Casino developers seeking new deals with new gaming commissioners

An artist's rendering of the proposed South Beach Resort and Casino in Biloxi. The developer has reapplied to the Mississippi Gaming Commission for site approval.
An artist's rendering of the proposed South Beach Resort and Casino in Biloxi. The developer has reapplied to the Mississippi Gaming Commission for site approval. Courtesy of Guice & Guice Agency

Site approval was denied years ago for South Beach Casino on Veterans Avenue in Biloxi and a casino off the Bay of St. Louis in Diamondhead, and now the developers are trying again.
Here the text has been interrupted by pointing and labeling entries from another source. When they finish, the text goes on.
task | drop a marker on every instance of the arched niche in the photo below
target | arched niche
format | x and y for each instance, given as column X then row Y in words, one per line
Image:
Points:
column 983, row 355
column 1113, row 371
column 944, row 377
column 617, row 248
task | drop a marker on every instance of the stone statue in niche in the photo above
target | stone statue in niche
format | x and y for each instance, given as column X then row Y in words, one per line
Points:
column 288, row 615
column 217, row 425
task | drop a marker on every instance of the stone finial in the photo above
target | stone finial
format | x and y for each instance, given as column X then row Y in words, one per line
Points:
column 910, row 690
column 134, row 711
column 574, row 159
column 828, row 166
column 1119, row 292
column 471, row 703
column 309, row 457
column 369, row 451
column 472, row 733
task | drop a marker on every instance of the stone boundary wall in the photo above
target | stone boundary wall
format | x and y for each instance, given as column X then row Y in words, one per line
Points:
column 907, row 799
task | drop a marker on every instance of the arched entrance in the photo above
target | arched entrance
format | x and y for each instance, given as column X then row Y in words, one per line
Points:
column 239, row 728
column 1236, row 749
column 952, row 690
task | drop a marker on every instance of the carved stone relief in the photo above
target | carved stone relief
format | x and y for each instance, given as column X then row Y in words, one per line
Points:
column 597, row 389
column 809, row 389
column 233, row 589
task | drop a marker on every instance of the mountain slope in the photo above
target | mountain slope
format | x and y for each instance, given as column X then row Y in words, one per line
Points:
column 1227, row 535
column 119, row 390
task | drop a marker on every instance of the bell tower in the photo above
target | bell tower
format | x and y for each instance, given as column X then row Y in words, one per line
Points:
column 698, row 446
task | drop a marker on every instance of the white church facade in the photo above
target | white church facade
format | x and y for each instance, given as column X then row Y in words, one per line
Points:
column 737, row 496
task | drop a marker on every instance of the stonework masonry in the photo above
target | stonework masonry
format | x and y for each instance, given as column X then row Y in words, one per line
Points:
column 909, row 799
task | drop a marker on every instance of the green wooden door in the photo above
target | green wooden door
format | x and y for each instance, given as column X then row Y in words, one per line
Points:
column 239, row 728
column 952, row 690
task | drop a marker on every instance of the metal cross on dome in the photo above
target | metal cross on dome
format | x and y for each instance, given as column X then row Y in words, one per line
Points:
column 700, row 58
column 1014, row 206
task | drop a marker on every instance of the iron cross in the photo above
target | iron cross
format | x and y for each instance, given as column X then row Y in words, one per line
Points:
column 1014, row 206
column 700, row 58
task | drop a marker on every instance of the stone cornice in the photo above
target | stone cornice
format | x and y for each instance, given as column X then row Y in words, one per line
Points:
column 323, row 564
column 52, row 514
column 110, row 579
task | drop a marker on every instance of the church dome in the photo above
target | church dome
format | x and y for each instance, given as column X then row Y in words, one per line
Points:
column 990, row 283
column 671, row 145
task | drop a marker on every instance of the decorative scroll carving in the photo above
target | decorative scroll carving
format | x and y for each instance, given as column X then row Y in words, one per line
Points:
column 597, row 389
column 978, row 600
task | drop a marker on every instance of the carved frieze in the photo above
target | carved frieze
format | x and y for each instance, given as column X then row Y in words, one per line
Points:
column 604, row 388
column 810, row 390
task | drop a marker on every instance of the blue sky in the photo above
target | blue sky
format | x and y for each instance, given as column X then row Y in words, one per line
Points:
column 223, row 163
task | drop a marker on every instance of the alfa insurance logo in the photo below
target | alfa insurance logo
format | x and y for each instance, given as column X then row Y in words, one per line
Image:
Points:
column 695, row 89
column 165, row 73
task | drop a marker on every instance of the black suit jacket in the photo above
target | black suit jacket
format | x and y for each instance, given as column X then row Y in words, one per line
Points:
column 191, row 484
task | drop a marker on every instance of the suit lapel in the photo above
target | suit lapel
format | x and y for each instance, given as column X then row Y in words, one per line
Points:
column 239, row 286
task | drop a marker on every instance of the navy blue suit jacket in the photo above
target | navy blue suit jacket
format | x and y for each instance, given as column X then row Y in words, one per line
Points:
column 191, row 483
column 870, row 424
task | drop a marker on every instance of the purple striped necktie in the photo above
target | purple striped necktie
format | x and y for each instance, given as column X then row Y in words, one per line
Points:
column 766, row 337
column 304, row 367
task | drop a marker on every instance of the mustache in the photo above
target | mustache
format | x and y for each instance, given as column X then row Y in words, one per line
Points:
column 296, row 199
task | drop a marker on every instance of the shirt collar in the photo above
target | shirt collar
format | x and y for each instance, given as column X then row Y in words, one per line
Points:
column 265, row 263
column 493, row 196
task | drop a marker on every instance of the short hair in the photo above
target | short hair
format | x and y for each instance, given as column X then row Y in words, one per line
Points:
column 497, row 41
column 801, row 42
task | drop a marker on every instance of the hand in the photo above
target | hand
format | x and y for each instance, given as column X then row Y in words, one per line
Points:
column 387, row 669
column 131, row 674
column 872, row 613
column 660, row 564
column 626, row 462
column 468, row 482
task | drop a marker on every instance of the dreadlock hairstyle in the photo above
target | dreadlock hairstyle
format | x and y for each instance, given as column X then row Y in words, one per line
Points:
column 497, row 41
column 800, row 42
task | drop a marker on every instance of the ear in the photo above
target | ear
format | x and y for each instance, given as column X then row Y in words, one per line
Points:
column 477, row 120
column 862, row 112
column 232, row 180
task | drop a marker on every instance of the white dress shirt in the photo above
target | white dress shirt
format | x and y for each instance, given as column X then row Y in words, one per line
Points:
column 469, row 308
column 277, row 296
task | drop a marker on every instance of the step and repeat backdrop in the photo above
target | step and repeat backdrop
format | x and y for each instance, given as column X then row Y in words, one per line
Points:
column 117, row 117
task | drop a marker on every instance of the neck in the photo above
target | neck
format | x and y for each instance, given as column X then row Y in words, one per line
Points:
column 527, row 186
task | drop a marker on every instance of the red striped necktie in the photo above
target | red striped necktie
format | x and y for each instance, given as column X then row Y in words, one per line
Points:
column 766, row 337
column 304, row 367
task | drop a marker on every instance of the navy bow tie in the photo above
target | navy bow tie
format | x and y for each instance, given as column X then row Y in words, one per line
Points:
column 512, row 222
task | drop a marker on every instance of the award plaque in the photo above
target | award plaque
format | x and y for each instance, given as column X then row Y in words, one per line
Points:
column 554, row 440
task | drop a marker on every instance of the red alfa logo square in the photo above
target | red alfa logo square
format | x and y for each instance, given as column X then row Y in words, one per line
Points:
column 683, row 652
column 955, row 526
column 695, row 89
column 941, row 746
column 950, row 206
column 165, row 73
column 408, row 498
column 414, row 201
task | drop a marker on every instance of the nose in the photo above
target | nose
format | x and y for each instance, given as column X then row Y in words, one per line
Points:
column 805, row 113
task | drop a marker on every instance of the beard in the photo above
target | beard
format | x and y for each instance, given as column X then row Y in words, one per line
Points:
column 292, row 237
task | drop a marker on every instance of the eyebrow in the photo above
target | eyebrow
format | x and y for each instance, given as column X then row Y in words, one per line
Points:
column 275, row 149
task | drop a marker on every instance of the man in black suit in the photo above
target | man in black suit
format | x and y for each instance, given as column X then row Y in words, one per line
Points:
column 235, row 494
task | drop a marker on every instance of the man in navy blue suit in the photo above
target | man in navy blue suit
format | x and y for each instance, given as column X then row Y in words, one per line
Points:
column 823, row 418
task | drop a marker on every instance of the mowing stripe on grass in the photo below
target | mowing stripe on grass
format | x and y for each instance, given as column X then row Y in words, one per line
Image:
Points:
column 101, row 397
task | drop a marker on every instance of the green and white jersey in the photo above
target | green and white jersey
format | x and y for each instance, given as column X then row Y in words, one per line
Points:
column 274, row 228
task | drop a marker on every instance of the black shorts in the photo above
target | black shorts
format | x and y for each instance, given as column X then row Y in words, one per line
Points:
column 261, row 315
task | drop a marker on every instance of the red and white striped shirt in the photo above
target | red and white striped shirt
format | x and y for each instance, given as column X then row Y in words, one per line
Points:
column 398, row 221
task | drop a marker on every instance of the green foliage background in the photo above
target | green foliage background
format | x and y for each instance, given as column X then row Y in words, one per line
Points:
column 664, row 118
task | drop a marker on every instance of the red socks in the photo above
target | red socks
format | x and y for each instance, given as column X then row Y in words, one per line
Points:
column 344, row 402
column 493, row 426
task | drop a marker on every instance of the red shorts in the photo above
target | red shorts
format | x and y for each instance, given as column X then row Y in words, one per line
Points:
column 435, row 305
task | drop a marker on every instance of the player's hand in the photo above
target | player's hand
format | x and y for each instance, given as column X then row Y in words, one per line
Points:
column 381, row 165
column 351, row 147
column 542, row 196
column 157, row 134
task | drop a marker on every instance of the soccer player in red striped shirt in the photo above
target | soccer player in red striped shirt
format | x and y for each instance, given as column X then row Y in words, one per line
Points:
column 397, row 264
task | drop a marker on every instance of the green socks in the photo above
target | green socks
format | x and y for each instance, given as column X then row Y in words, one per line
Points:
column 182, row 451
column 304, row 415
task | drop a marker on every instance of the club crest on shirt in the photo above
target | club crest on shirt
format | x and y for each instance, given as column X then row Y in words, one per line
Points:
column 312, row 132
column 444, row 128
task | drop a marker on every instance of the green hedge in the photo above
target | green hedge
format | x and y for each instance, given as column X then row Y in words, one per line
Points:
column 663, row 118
“They both reapplied,” said Allen Godfrey, executive director of the Mississippi Gaming Commission.

The commissioners decided at their meeting Thursday in Jackson to move their February meeting to the Coast. They plan a public hearing on the applications at the end of the regular meeting.

A time and place for the meeting will be announced, Godfrey said.

“It gives both sides the opportunity to present their information why they think it’s a legal site,” he said.

Representatives of the RW Development/South Beach site and the Jacobs Entertainment/Diamondhead site will present their cases.

The properties haven’t changed since site approval was denied.

Larry Gregory is appointed to board of American Gaming Association.

However, the three commissioners have. New commissioners Chairman Al Hopkins and Jerry Griffith Sr., both of Gulfport, and Tom Gresham, who lives in the Delta, will now decide if the properties should be granted site approval.

RW Development, owned by Ray Wooldridge, proposed building South Beach Casino on the northeast side of Veterans Avenue at U.S. 90. The commissioners in 2008 — Jerry St. Pé, John Hairston and Nolen Canon — voted it down, saying the developer did not have control of the property all the way to the water’s edge as required by state regulations.

In 2014, the same commissioners denied site approval of Jacobs Entertainment’s site west of Yacht Club Road in Diamondhead after finding the property did not fall within the 800-foot rule that allowed casinos to move ashore after 2005’s Hurricane Katrina.